Stuart M. Altman, Kathryn Hellings, Ethan Kate, Michael F. Mason, Thomas L. McGovern III, Peter S. Spivack
While companies can breathe a sigh of relief following the D.C. Circuit Court’s recent unanimous ruling in In Re Kellogg Brown & Root, Inc., overturning the District Court’s decision in U.S., ex rel. Barko v. Halliburton Co., there are precautions companies should take to reduce the risk of disclosure of privileged materials generated during internal investigations.
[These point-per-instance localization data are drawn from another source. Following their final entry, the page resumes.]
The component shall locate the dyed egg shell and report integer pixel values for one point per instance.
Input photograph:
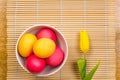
(56, 59)
(46, 33)
(35, 64)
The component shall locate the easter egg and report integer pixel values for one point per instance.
(44, 47)
(46, 33)
(35, 64)
(25, 44)
(55, 59)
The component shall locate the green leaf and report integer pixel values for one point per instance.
(82, 67)
(91, 73)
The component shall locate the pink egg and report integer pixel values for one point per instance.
(56, 59)
(35, 64)
(46, 33)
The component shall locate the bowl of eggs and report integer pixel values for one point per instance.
(41, 50)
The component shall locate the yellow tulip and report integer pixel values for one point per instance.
(84, 41)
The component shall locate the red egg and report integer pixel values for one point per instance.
(56, 59)
(35, 64)
(46, 33)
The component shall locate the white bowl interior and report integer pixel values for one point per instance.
(61, 43)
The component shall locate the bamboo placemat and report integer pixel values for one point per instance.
(96, 16)
(3, 40)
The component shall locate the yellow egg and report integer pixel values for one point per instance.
(25, 44)
(44, 47)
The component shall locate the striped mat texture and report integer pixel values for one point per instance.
(68, 16)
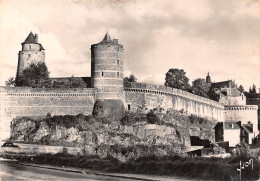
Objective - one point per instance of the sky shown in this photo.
(199, 36)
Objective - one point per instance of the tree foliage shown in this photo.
(253, 90)
(241, 89)
(176, 78)
(131, 78)
(213, 95)
(36, 75)
(10, 82)
(200, 87)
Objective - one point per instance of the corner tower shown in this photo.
(32, 52)
(107, 64)
(208, 80)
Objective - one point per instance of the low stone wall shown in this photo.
(37, 102)
(139, 95)
(43, 149)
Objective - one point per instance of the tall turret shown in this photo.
(208, 80)
(107, 64)
(32, 52)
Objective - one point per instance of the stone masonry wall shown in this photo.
(139, 95)
(243, 113)
(28, 56)
(107, 62)
(38, 102)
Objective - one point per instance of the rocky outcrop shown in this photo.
(130, 138)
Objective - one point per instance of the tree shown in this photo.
(131, 78)
(36, 75)
(200, 87)
(241, 89)
(253, 89)
(213, 95)
(10, 82)
(176, 78)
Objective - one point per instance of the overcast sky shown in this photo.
(221, 36)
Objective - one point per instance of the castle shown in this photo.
(105, 84)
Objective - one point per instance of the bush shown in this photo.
(152, 118)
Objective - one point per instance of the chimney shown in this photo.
(36, 38)
(115, 41)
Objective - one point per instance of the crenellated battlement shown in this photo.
(164, 90)
(45, 92)
(241, 107)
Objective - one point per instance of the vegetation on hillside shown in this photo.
(37, 76)
(177, 78)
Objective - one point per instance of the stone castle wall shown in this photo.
(38, 102)
(30, 53)
(138, 95)
(243, 113)
(107, 64)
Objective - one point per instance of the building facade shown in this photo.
(105, 84)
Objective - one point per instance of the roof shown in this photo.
(248, 128)
(223, 84)
(231, 125)
(31, 38)
(106, 39)
(227, 125)
(235, 92)
(194, 148)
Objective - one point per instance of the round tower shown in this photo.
(208, 80)
(32, 52)
(107, 62)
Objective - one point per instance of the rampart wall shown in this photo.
(151, 96)
(38, 102)
(243, 113)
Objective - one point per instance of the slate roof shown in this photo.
(248, 128)
(223, 84)
(228, 125)
(31, 38)
(106, 39)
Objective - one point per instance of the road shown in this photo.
(13, 171)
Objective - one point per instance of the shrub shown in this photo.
(152, 118)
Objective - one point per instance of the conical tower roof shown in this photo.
(30, 38)
(106, 39)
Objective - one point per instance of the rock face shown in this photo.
(117, 139)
While the D.C. Circuit Court’s ruling reinforced the strength of the attorney-client privilege and work product doctrine in the District of Columbia, the lower court’s narrow construction of these protections nevertheless demonstrates the importance of simple precautions companies should consider when undertaking internal investigations in order to reduce the risk of privilege disputes.
Trial court rejects privilege
In its March 2014 decision, the United States District Court for the District of Columbia found that no attorney-client privilege or work product immunity attached to Kellogg Brown & Root’s (KBR) investigation of a qui tam plaintiff’s allegations of corruption related to government subcontracts. KBR’s compliance office conducted an internal investigation, as required both by law under the Federal Acquisition Regulation (FAR) and by its own internal policy. The plaintiff, Barko, sought production of documents related to the company’s internal audits and investigations of his allegations, over which KBR asserted claims of attorney-client privilege and work product immunity. Following an in camera review of these internal records, the court noted that the reports were “eye-openers” in showing that KBR employees had steered business and otherwise provided preferential treatment to a particular third party, who continued to receive contracts despite poor performance and repeated attempts to double bill.
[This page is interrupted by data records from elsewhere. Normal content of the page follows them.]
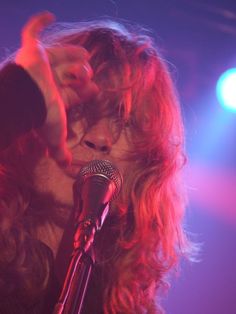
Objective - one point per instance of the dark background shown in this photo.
(198, 39)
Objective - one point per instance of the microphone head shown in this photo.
(102, 168)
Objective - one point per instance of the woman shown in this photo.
(101, 91)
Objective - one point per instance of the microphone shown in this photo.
(97, 184)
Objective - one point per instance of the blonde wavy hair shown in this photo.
(145, 232)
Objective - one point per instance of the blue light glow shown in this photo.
(226, 89)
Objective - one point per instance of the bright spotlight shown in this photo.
(226, 89)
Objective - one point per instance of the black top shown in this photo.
(22, 108)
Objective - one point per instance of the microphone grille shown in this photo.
(103, 168)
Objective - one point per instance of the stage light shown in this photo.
(226, 89)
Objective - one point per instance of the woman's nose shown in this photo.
(99, 137)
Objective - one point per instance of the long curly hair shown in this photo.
(143, 237)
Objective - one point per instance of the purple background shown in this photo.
(198, 38)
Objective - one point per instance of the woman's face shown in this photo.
(106, 139)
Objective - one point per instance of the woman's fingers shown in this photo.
(36, 24)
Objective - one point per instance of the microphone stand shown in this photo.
(80, 267)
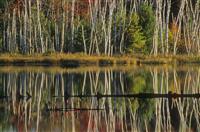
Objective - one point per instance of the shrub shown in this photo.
(136, 39)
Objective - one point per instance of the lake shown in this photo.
(137, 98)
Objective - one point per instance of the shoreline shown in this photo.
(76, 60)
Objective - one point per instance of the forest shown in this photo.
(100, 27)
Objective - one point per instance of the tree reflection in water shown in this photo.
(32, 100)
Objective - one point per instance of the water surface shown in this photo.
(100, 98)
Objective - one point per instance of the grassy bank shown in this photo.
(75, 60)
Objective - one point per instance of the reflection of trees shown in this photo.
(119, 114)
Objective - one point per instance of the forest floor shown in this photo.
(75, 60)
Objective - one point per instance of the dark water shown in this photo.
(100, 99)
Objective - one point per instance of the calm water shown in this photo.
(95, 99)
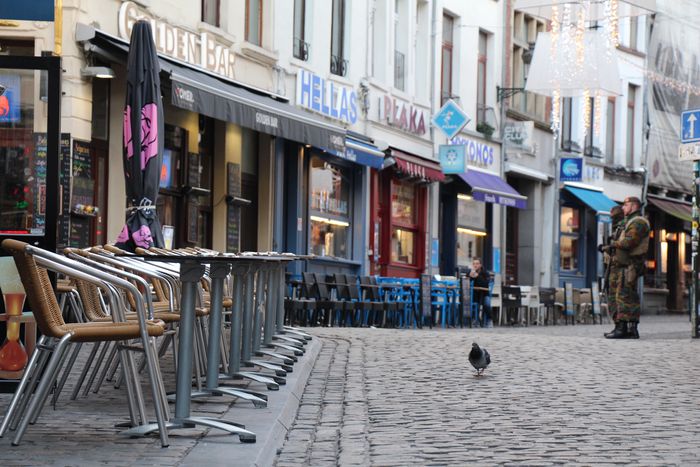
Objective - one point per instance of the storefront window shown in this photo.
(404, 230)
(23, 152)
(403, 202)
(471, 219)
(569, 239)
(330, 219)
(402, 244)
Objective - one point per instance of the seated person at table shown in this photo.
(480, 277)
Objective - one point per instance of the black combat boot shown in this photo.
(620, 331)
(617, 326)
(632, 331)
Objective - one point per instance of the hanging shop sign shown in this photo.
(452, 158)
(326, 97)
(201, 49)
(518, 136)
(477, 154)
(402, 115)
(570, 169)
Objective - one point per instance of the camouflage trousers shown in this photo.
(613, 284)
(623, 300)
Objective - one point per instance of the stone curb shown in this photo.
(269, 424)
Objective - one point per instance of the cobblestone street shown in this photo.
(552, 395)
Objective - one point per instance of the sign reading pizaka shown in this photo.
(201, 49)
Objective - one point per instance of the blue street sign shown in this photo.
(452, 158)
(690, 126)
(571, 169)
(450, 119)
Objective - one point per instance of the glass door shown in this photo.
(29, 191)
(29, 143)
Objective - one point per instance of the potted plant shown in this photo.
(485, 129)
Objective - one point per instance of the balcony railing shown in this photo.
(445, 96)
(339, 66)
(399, 70)
(301, 49)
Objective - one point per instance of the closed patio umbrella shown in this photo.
(143, 141)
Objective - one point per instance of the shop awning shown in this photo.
(202, 92)
(417, 166)
(596, 200)
(677, 209)
(493, 189)
(363, 153)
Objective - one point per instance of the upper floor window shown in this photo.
(447, 56)
(253, 23)
(339, 65)
(631, 98)
(481, 79)
(525, 30)
(301, 47)
(610, 132)
(400, 43)
(210, 12)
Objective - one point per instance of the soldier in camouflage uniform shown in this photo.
(629, 251)
(612, 268)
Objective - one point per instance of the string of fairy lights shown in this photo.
(568, 30)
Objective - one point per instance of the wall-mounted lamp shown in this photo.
(388, 162)
(102, 72)
(505, 93)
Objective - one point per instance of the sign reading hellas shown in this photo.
(200, 49)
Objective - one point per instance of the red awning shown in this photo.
(417, 166)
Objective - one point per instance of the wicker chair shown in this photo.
(29, 398)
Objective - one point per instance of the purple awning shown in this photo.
(493, 189)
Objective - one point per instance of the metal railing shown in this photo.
(339, 66)
(301, 49)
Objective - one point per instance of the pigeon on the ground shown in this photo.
(479, 358)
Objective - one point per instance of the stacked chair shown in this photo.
(123, 305)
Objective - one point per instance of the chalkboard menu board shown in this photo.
(79, 232)
(595, 298)
(569, 309)
(64, 180)
(40, 160)
(425, 297)
(82, 160)
(83, 184)
(233, 212)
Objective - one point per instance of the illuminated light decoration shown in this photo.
(576, 71)
(326, 220)
(476, 233)
(598, 109)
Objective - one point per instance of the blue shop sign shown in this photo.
(477, 154)
(571, 169)
(452, 158)
(326, 97)
(36, 10)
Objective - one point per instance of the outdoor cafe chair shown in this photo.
(57, 336)
(383, 307)
(512, 304)
(546, 304)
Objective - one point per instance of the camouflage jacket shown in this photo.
(635, 239)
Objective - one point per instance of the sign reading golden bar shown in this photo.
(196, 48)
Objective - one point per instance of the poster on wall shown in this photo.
(233, 211)
(10, 100)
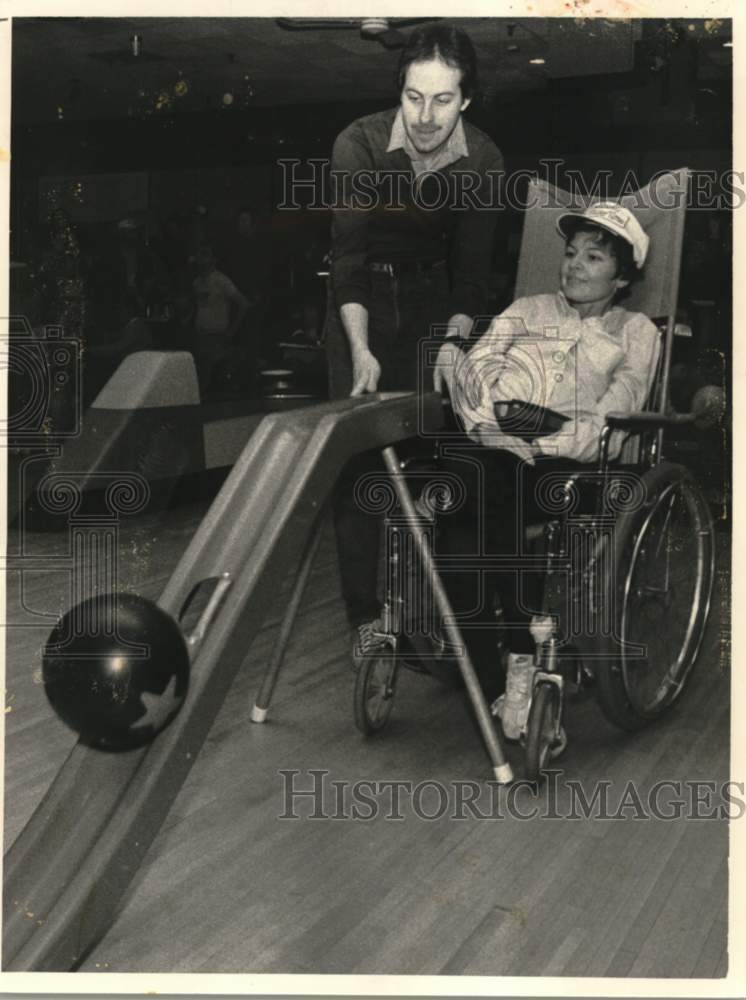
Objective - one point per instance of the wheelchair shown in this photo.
(627, 549)
(626, 598)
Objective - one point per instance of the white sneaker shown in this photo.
(513, 706)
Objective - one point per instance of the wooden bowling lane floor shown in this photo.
(230, 886)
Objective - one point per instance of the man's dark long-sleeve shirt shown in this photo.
(379, 215)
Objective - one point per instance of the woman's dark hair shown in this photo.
(619, 248)
(441, 41)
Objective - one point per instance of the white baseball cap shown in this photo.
(618, 220)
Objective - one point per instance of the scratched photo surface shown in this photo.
(306, 672)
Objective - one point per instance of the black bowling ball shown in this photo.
(116, 670)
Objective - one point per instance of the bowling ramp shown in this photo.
(70, 866)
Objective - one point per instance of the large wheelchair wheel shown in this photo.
(660, 580)
(375, 688)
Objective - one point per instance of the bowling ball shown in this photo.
(116, 670)
(708, 405)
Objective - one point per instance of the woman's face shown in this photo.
(588, 274)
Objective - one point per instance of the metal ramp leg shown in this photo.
(501, 768)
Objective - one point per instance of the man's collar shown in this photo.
(453, 150)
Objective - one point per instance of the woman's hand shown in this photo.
(366, 371)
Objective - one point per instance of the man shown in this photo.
(407, 264)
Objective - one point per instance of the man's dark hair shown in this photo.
(441, 41)
(619, 248)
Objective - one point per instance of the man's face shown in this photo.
(431, 103)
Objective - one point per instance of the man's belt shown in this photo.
(405, 268)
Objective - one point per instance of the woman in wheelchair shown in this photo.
(532, 395)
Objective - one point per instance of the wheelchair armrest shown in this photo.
(644, 420)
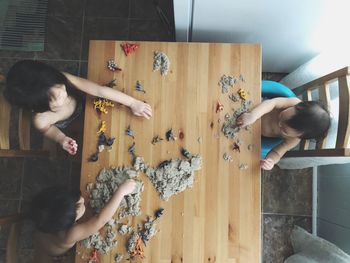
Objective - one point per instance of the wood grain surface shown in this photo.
(218, 220)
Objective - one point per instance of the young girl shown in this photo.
(289, 119)
(55, 212)
(56, 98)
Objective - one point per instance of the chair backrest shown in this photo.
(322, 85)
(24, 123)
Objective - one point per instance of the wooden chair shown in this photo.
(24, 122)
(14, 223)
(343, 130)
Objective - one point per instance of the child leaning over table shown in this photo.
(55, 212)
(56, 98)
(290, 119)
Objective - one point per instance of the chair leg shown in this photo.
(11, 247)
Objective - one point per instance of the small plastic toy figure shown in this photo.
(102, 104)
(103, 127)
(159, 213)
(111, 84)
(112, 66)
(129, 48)
(139, 87)
(109, 141)
(132, 149)
(219, 107)
(235, 147)
(242, 94)
(130, 132)
(170, 135)
(181, 135)
(156, 139)
(94, 157)
(185, 153)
In rejecting KBR’s assertion of the attorney-client privilege, the District Court applied a “but for” test, requiring that KBR show that “the communication would not have been made ‘but for’ the fact that legal advice was sought.” The court found that the attorney-client privilege did not apply here. Because the investigation was undertaken primarily as a result of regulatory requirements and corporate policies, KBR would have conducted the internal investigation regardless of whether they were seeking legal advice. The district court noted in support of its decision that the employees who were interviewed had not been informed that the purpose of the interview was to obtain legal advice, nor would they have been able to infer the legal nature of the interview, given that the interviews were not conducted by attorneys.
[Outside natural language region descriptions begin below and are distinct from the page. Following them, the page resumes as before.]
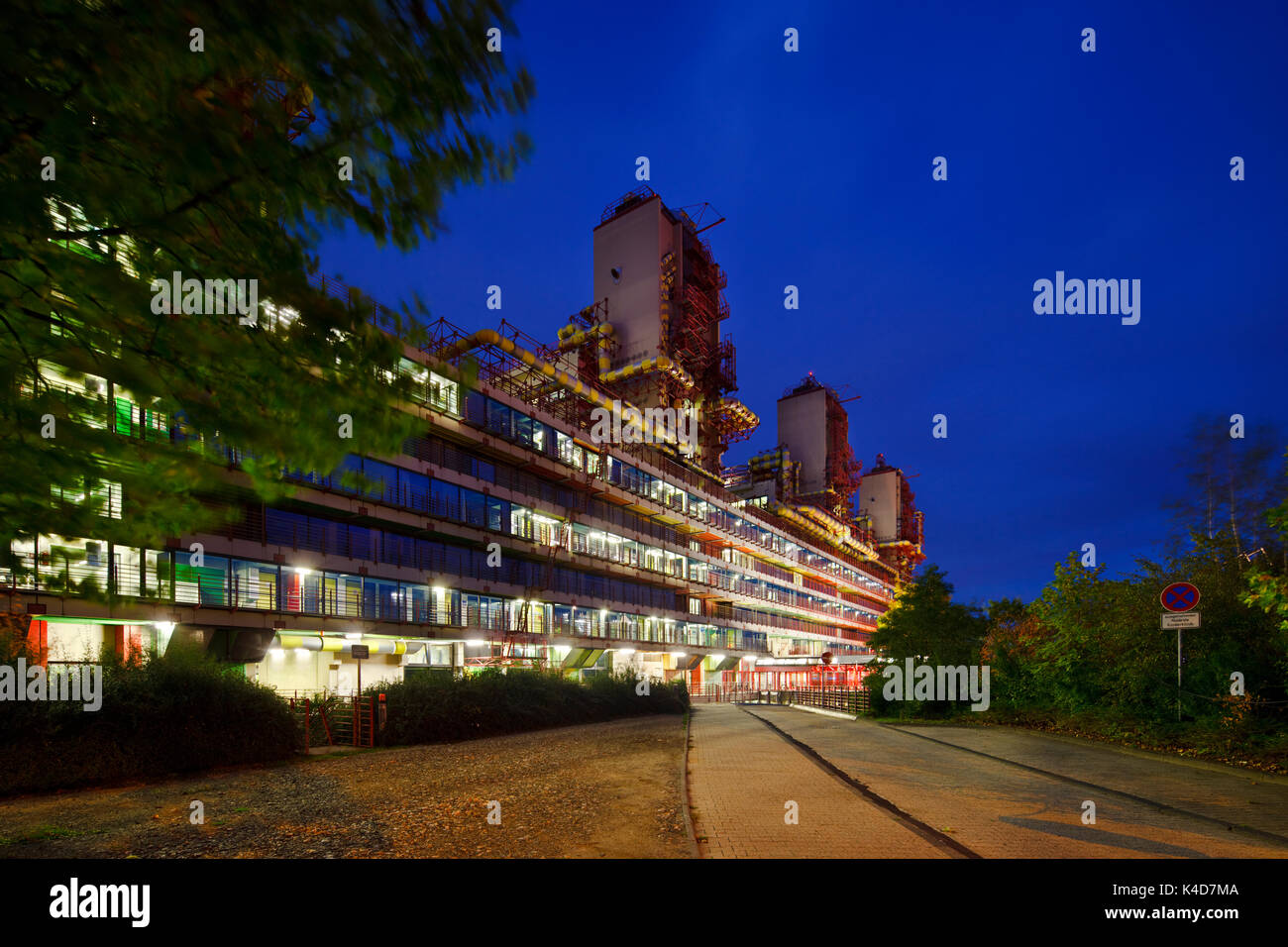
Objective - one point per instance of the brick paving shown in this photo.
(1001, 810)
(741, 777)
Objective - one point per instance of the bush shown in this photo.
(159, 716)
(432, 710)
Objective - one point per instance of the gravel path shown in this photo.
(600, 789)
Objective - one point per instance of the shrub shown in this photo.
(430, 710)
(159, 716)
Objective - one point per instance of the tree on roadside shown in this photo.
(927, 626)
(215, 142)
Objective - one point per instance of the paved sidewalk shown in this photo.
(741, 777)
(1237, 796)
(1001, 810)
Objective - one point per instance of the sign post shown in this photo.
(1179, 598)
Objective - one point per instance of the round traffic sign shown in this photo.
(1180, 596)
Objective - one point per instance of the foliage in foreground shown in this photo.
(159, 716)
(425, 709)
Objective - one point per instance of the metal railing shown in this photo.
(841, 699)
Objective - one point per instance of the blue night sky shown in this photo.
(917, 294)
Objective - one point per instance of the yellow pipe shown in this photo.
(580, 337)
(649, 367)
(489, 337)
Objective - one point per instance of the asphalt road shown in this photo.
(875, 791)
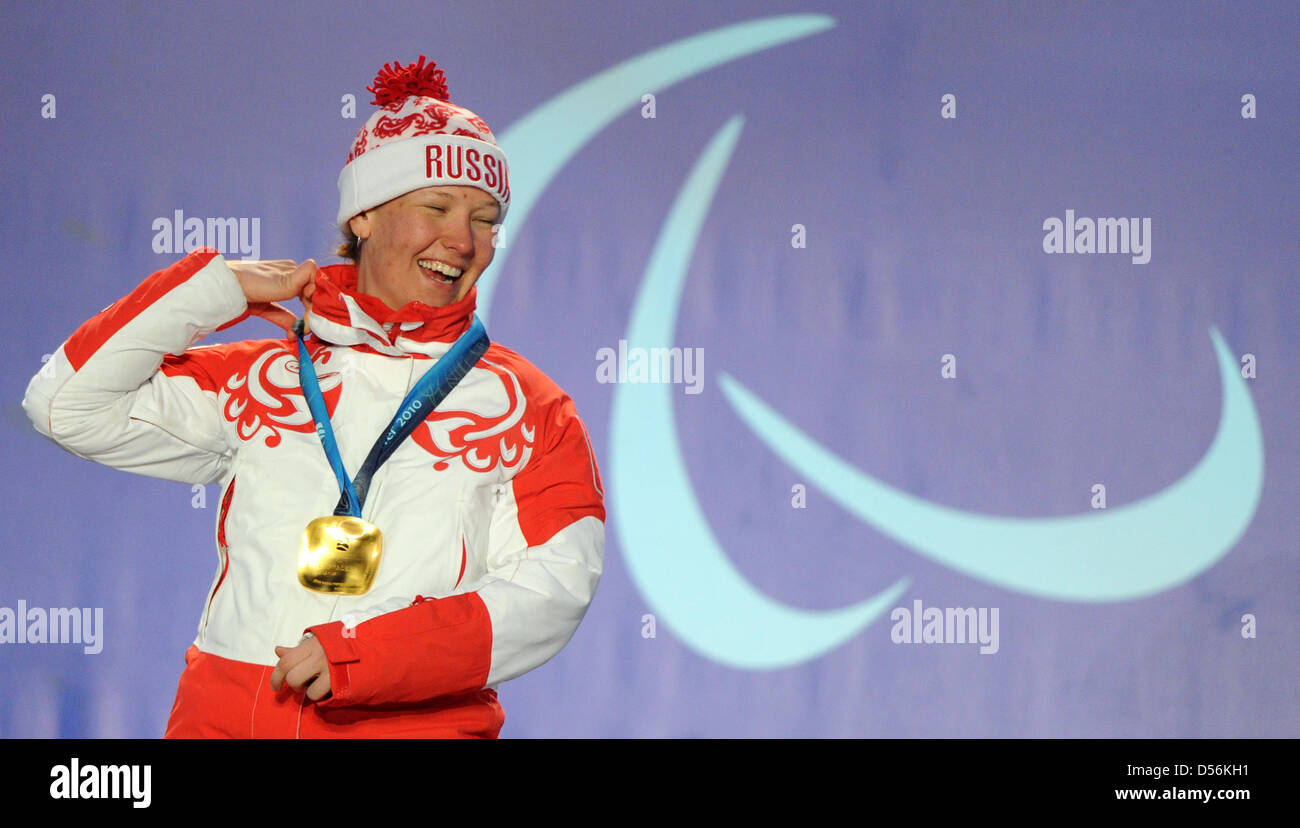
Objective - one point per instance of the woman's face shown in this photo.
(429, 245)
The District Court similarly rejected KBR’s argument that the work product doctrine applied. While the District Court acknowledged that documents created by non-attorneys could be protected by the work product doctrine, that protection only applied when the investigation documents were prepared or obtained in anticipation of litigation. The court stressed that the party asserting the work product doctrine bears a heavy burden and must show that the documents were not prepared in the course of ordinary, non-litigation business. In Barko, the District Court determined that because “any responsible business organization would investigate allegations of fraud, waste, or abuse,” this internal investigation was not conducted for litigation purposes and, thus, the documents created during that investigation were not protected by the work product doctrine.